Tuesday, May 31, 2016

Do they know what they are signaling?

It is not uncommon for many in the top twenty, ten, one percent of the population, to spend much time and effort signaling that they are not just wealthier but brighter, more morally rectitudinous, wiser, and generally superior to the hoi polloi. Among economist and others, this is known as virtue signaling and there are many forms.

It is not for everyone. Indeed, The Millionaire Next Door by Thomas J. Stanley reveals that the great majority of the wealthy and successful keep a remarkably low profile. They spend their money carefully but are often intensely involved in their community where their contributions can have immediate effect.

Then there are the splashy few who are intensely committed to using the media to highlight a perceived problem or who are very eager for the government to use its coercive powers to deprive one group of citizens in order to solve the perceived problems of another group.

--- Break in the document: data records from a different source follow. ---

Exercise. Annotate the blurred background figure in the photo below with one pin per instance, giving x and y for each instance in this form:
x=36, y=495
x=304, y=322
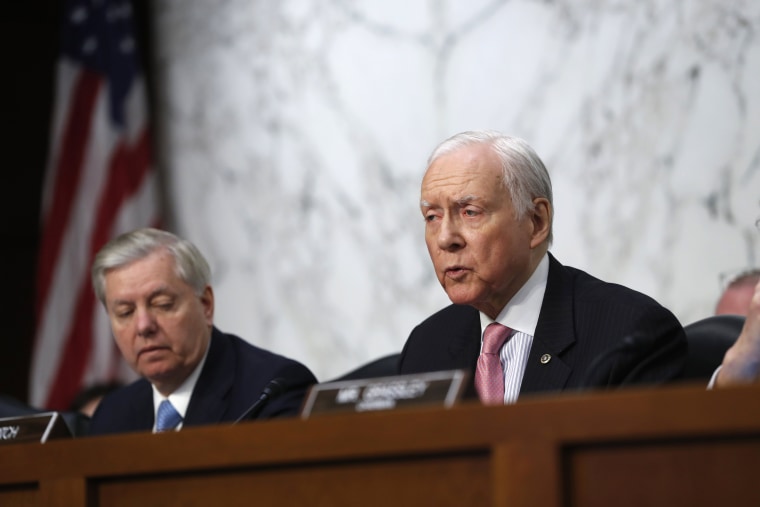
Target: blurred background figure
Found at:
x=738, y=293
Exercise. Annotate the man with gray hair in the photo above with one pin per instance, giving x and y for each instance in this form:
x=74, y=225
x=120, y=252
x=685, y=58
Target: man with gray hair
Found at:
x=522, y=322
x=157, y=292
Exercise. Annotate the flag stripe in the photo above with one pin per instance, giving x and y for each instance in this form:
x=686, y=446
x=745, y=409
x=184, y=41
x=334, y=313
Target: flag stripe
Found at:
x=68, y=174
x=99, y=183
x=128, y=169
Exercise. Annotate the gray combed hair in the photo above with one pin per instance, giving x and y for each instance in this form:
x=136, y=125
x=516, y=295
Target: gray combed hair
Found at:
x=523, y=173
x=190, y=265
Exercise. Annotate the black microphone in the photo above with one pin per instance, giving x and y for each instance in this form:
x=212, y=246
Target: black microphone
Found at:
x=273, y=389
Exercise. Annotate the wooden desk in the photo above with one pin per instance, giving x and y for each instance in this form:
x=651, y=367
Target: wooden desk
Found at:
x=674, y=446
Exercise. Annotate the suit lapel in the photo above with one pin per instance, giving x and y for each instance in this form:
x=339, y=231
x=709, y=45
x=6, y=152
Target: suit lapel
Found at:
x=141, y=407
x=554, y=334
x=464, y=350
x=208, y=402
x=465, y=346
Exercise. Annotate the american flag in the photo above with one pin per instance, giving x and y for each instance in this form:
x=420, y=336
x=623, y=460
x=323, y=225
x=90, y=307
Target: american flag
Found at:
x=99, y=183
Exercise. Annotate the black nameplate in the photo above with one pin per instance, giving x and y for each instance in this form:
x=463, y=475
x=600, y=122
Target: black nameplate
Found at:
x=443, y=388
x=33, y=428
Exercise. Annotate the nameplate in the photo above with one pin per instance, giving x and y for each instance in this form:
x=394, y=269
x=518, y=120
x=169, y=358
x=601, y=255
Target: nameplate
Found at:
x=33, y=428
x=443, y=389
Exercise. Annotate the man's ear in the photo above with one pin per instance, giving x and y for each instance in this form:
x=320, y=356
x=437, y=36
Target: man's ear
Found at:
x=541, y=218
x=207, y=300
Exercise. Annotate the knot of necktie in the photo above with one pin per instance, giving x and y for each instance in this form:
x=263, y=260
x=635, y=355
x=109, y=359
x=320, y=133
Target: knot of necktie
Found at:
x=489, y=374
x=167, y=417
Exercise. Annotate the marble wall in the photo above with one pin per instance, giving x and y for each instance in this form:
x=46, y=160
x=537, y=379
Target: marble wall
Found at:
x=293, y=135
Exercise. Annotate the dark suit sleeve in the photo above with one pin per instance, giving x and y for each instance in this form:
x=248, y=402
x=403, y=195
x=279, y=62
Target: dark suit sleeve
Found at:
x=297, y=380
x=654, y=353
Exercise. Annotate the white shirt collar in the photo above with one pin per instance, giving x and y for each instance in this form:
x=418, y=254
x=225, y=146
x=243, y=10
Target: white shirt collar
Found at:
x=522, y=311
x=180, y=398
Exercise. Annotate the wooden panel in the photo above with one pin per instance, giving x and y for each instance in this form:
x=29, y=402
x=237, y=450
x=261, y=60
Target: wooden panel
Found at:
x=23, y=495
x=714, y=472
x=436, y=480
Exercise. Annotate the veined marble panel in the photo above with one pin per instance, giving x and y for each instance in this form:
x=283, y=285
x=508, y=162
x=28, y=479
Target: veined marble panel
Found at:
x=294, y=134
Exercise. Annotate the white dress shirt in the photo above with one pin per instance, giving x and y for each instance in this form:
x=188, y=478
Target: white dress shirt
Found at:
x=521, y=315
x=180, y=398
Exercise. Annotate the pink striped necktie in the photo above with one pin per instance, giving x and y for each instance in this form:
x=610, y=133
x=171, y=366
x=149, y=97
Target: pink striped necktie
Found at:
x=489, y=375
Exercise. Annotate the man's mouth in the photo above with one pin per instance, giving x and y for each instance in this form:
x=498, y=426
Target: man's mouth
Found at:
x=456, y=272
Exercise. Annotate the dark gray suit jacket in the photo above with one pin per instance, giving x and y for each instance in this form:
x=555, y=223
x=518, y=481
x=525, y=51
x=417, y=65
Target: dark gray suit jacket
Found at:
x=598, y=335
x=232, y=379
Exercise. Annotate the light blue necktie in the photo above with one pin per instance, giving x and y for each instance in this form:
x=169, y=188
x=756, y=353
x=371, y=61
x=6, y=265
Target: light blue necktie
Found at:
x=167, y=417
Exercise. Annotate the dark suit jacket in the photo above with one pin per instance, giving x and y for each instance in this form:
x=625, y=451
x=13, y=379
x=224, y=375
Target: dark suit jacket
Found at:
x=232, y=379
x=598, y=334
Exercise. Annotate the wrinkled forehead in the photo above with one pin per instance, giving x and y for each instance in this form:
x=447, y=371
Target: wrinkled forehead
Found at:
x=464, y=174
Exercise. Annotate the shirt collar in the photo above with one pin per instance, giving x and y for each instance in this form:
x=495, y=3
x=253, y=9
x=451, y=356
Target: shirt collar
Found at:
x=522, y=311
x=180, y=398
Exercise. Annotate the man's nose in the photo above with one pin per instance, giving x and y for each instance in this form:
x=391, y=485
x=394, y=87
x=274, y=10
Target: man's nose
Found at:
x=449, y=234
x=146, y=322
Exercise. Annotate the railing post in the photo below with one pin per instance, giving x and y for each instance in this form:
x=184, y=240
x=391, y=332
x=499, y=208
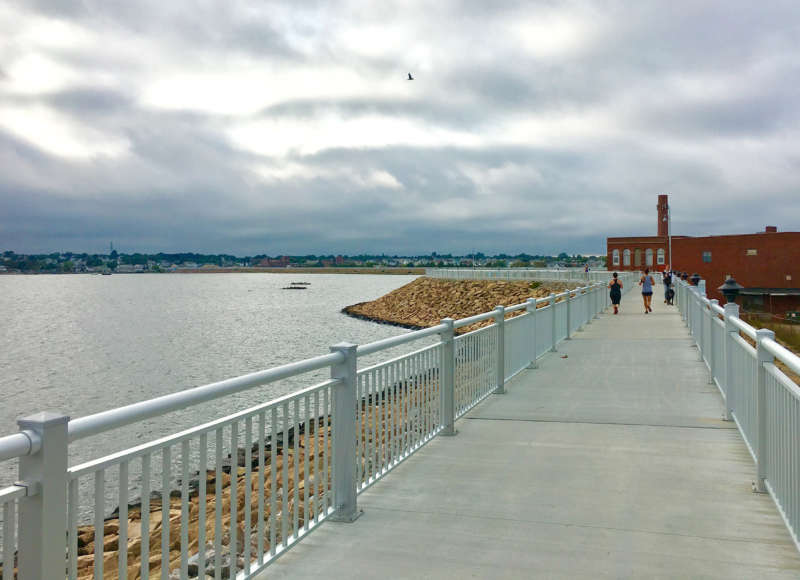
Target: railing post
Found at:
x=701, y=310
x=344, y=435
x=447, y=378
x=530, y=308
x=500, y=323
x=552, y=299
x=762, y=357
x=712, y=356
x=43, y=511
x=731, y=311
x=597, y=300
x=569, y=313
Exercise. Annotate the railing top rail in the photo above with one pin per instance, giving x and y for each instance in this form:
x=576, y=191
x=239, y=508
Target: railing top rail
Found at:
x=473, y=319
x=393, y=341
x=11, y=492
x=113, y=458
x=783, y=354
x=745, y=328
x=18, y=444
x=106, y=420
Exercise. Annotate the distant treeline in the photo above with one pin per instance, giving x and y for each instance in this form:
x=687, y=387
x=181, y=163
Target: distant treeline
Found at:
x=78, y=262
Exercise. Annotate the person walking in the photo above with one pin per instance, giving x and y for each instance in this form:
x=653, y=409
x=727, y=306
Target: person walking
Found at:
x=647, y=282
x=615, y=292
x=667, y=279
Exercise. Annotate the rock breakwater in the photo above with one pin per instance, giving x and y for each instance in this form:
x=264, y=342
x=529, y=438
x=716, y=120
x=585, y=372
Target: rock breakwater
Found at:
x=425, y=301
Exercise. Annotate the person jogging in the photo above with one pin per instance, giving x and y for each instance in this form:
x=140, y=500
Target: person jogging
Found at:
x=615, y=292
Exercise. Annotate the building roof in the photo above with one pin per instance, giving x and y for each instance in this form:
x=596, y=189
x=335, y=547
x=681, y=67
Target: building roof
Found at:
x=772, y=291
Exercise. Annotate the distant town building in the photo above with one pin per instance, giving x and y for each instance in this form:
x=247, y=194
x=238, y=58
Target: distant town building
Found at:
x=767, y=263
x=279, y=262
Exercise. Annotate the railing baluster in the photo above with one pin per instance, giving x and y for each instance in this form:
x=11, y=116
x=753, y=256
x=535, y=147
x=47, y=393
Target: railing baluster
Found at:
x=262, y=420
x=166, y=467
x=319, y=424
x=218, y=503
x=326, y=455
x=285, y=486
x=72, y=532
x=248, y=485
x=273, y=474
x=361, y=428
x=9, y=537
x=144, y=517
x=234, y=499
x=306, y=452
x=295, y=470
x=123, y=521
x=99, y=522
x=185, y=508
x=202, y=481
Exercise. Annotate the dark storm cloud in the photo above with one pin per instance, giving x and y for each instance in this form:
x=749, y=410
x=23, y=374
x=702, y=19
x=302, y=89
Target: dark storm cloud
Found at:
x=698, y=101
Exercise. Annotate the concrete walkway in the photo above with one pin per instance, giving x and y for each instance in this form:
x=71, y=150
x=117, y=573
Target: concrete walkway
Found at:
x=610, y=463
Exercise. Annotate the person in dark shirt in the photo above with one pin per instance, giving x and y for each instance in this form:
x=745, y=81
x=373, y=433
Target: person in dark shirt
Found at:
x=615, y=292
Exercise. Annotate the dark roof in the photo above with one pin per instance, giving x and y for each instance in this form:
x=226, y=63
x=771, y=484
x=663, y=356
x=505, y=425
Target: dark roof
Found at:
x=772, y=291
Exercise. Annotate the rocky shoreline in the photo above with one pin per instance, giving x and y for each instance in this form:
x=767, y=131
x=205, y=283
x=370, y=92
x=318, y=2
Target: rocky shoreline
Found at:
x=425, y=301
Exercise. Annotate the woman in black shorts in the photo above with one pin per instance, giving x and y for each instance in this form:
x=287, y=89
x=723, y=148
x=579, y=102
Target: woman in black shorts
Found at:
x=616, y=292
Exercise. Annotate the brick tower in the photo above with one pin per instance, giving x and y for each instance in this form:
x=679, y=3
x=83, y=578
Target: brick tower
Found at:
x=663, y=216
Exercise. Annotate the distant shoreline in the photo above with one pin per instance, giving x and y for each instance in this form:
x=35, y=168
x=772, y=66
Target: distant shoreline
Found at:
x=386, y=271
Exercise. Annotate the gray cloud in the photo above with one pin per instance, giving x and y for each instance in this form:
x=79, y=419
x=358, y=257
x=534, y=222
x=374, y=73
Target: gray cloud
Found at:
x=498, y=147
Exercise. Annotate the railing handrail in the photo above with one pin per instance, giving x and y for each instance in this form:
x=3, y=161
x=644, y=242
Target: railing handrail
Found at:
x=18, y=445
x=121, y=416
x=754, y=391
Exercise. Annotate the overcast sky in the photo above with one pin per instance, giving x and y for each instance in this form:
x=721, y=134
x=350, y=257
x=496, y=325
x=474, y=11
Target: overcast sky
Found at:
x=289, y=127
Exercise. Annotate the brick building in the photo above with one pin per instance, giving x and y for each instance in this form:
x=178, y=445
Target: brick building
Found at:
x=767, y=264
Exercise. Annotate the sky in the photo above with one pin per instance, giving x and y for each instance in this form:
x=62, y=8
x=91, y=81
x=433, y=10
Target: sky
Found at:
x=291, y=128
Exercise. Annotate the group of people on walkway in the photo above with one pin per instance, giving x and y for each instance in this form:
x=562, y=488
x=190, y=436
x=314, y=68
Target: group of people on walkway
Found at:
x=647, y=282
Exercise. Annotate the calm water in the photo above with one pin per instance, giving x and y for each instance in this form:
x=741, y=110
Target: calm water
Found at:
x=80, y=344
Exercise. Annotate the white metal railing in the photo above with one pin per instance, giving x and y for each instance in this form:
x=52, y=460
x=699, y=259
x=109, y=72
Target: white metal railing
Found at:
x=762, y=400
x=566, y=274
x=230, y=496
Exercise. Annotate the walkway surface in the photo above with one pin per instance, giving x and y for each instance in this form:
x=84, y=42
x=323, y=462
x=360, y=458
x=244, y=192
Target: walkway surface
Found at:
x=613, y=462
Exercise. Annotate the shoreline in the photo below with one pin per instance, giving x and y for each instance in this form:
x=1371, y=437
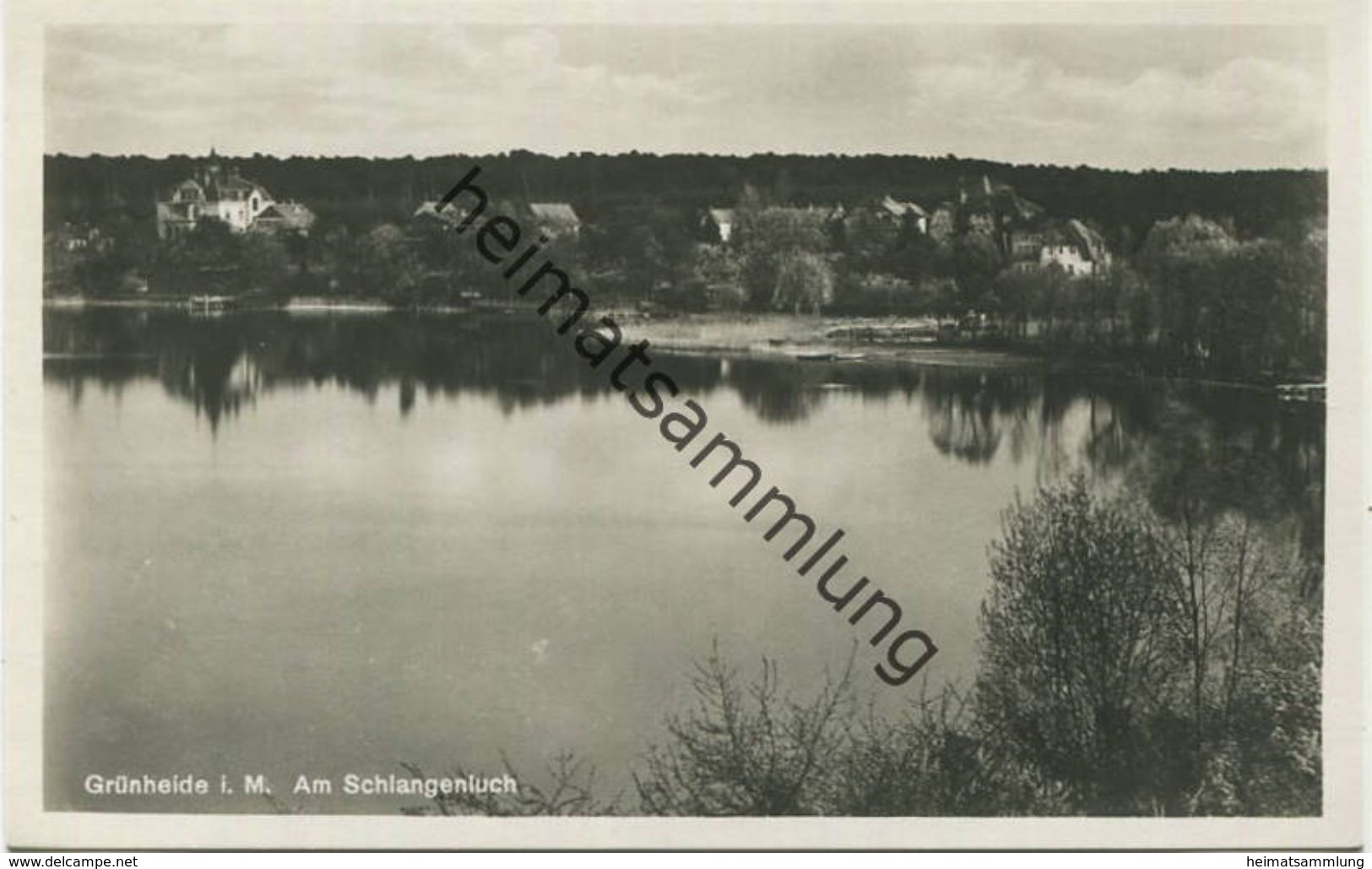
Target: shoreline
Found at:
x=799, y=337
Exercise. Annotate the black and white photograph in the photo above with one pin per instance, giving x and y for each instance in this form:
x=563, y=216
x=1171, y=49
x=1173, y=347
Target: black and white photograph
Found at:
x=442, y=416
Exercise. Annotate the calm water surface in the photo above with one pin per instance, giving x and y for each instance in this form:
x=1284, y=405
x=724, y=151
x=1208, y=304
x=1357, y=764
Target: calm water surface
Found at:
x=317, y=546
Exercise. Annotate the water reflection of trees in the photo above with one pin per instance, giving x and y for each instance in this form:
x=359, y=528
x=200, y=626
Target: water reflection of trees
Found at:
x=1185, y=447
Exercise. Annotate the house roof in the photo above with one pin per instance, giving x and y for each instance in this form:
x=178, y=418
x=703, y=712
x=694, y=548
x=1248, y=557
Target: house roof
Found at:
x=556, y=215
x=1088, y=239
x=428, y=210
x=291, y=215
x=900, y=209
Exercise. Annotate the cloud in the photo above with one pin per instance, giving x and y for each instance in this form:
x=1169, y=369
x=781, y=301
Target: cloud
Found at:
x=1258, y=111
x=344, y=91
x=1101, y=95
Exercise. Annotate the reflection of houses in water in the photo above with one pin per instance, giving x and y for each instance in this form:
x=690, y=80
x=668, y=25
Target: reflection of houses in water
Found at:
x=1272, y=452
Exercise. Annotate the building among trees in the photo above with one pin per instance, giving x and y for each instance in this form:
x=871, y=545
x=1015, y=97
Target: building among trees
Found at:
x=220, y=194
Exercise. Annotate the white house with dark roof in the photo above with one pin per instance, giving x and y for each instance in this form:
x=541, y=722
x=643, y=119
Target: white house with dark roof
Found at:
x=555, y=219
x=217, y=193
x=719, y=223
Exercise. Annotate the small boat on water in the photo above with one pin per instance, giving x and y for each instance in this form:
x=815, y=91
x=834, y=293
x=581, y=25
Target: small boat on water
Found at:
x=1301, y=392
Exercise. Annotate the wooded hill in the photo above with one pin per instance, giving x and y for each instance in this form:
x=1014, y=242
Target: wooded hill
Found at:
x=120, y=191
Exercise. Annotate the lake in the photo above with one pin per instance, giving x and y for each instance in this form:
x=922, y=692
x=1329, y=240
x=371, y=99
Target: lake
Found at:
x=285, y=544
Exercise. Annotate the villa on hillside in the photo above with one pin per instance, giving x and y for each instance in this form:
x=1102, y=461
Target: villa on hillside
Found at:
x=220, y=194
x=718, y=224
x=1071, y=245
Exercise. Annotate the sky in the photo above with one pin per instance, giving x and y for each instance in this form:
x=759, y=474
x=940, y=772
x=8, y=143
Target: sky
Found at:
x=1113, y=96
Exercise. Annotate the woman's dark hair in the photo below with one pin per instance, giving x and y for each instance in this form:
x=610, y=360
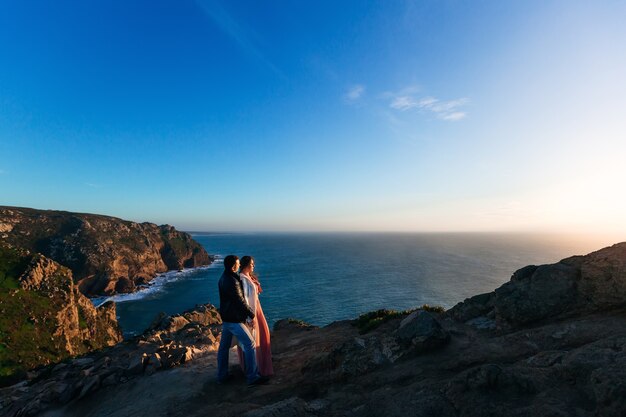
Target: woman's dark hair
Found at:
x=230, y=261
x=246, y=261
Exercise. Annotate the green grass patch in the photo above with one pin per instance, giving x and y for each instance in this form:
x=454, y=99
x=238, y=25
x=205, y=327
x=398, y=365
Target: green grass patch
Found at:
x=369, y=321
x=12, y=264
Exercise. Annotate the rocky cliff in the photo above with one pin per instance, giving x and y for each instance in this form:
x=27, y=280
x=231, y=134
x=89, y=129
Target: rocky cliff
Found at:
x=106, y=255
x=44, y=318
x=551, y=342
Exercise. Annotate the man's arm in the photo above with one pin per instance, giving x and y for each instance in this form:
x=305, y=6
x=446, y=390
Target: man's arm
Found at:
x=234, y=292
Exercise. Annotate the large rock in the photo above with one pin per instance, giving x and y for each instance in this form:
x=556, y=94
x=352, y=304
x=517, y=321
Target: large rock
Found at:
x=44, y=317
x=106, y=255
x=422, y=332
x=573, y=286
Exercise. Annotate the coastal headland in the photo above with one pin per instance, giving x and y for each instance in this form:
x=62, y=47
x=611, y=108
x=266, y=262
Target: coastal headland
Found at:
x=550, y=342
x=106, y=255
x=51, y=261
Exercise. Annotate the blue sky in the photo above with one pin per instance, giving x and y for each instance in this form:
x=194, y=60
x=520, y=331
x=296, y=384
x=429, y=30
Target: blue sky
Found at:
x=359, y=115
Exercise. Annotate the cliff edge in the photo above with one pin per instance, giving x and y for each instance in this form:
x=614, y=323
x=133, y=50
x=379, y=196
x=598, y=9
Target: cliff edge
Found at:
x=551, y=342
x=107, y=255
x=44, y=318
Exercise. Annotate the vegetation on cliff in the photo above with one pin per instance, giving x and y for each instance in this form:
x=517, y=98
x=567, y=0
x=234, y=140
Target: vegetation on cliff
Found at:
x=43, y=316
x=107, y=255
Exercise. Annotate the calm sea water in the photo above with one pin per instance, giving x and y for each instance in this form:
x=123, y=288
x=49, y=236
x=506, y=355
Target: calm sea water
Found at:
x=320, y=278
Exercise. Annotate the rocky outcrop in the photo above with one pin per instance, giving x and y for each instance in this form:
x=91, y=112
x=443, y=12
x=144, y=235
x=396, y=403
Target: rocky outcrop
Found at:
x=171, y=341
x=106, y=255
x=573, y=286
x=551, y=342
x=44, y=318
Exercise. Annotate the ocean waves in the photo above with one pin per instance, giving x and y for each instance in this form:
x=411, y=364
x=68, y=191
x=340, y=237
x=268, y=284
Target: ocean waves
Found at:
x=160, y=283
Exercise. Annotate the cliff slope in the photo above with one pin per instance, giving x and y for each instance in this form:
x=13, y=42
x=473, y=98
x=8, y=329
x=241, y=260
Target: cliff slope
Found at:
x=106, y=255
x=43, y=316
x=551, y=342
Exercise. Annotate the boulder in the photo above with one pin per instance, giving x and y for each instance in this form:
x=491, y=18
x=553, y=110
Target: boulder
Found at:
x=422, y=332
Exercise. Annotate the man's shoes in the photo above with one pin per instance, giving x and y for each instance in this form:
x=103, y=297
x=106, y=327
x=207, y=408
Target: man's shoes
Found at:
x=225, y=380
x=259, y=381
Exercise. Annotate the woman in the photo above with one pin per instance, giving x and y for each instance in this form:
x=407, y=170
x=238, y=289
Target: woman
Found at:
x=260, y=331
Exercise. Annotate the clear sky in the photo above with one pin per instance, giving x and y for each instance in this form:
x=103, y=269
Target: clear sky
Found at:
x=318, y=115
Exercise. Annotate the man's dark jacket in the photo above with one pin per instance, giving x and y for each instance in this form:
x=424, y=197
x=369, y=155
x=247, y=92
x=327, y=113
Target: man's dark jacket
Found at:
x=233, y=306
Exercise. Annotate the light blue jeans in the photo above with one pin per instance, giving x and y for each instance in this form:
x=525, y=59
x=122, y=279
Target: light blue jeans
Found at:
x=246, y=343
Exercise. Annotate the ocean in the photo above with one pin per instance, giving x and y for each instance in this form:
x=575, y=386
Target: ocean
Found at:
x=323, y=277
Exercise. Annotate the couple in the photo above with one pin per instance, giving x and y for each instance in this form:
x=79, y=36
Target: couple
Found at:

This pathological altruism is often catastrophic and harmful, based on its prioritization of emotionalism over actual knowledge,

As a consequence, the virtue signalers end up signaling something entirely different than they intended, often feeding quite negative perceptions of them and their motives.

A recent example is that of the Google doodles. As you might be aware, Google often places drawings on their beautifully clean homepage. The background is here.
Doodles are the fun, surprising, and sometimes spontaneous changes that are made to the Google logo to celebrate holidays, anniversaries, and the lives of famous artists, pioneers, and scientists.
A harmless enough idea. It is the choices, execution and unintended conjunctions which can create problems. Google is eliciting an increasing level of concern in many circles. We know that they frequently adjust their algorithms to yield "better" search results. No issue in that other than what constitutes "better." We know that they have experimented with how to change views on hot topics but they declare that they do not use the knowledge gained from those experiments to influence elections. There are no particular reasons that these assurances bring to mind Shakespeare's funeral oration by Anthony of Caesar.
For Brutus is an honourable man;
So are they all, all honourable men--
No reason other than life experience.

Some are concerned that Google has become the latest in a long line of outside revolutionaries (Don't be Evil) to go over to the dark side and become crony capitalists by currying regulatory favor from the established powers-that-be. A concern that is fanned by the 427 visits by Google executives to the White House, the several dozens of White House and Congressional insiders who have taken executive positions with Google and the couple of dozen Google executives who have been given leaves of absence to serve in the Administration. Again,
For Google is an honourable man;
So are they all, all honourable men--
I am sure.

One of the common themes among critics is that we have the worst political class in generations in cahoots with the most hypocritical elite in a long time. A group together that are both alienated from the great majority of Americans and condescending, dismissive and unconcerned with the welfare and well-being of America and Americans. A little bit of an exaggeration I think, but an argument that is relatively easily made, particularly given the virtue signaling proclivities of the self-anointed.

Google had a doodle on May 19th, commemorating the 95th birthday of Yuri Kochiyama, a little known and controversial political activist.

Those who are proponents of strong criticism of the USA and its many failings see Kochiyama as a civil rights icon. Virtually no one else is even aware of her. For those who do become aware, most would describe her as a communist, racist, Anti-American and/or Islamic terrorist. With more or less good grounds for all those accusations. The Washington Post, reporting on the Google Doodle controversy, tried to put the best gloss they could on this exercise in elitist virtue signaling (see, we are so open minded, we even celebrate the birthday of those who hate America), but ended their report with an anemic:
She lived a long and complicated, deeply political life.
Well, yes, there's that. If by "deeply complicated political life" we mean hateful, destructive, etc. Brings to mind George Orwell's comment in Notes on Nationalism in 1945,
One has to belong to the intelligentsia to believe things like that: no ordinary man could be such a fool.
The average American has an atavistic aversion to all concentrations of power and self-ennoblement, of which virtue signaling is so often a symptom. They know what the elite think of them and sense how estranged the self-anointed are from the beliefs of the citizenry. Not just estrangement but revulsion on the part of the elite to anything that smacks of the masses.

On May 19th, Google celebrates a political activist who's long life was spent reviling America. On May 30th, Memorial Day, we officially honor those who gave their lives in service of America. Google celebrates this holiday, and the service of the 22 million living veterans with this doodle.

Click to enlarge. Really enlarge.

No doodle, just a footnoted flag with a yellow ribbon. It is something, but understated. Apparently this is a long established policy, of sorts, on the part of Google. I see a google forum discussion back in 2011 complaining about the lack of recognition of Memorial Day.

So the contrast is between a virtually forgotten, deeply divisive, highly questionable political activist who gets the banner treatment on May 19th and nearly no acknowledgment 11 days later on a national holiday to memorialize the 1.1 million Americans who have given their lives in all our wars for their fellow Americans.

I am sure there is a logic in there somewhere on the part of Google but it sure comes across as intellectual virtue signaling on the one hand and dismissive disdain of the common man's patriotism on the other.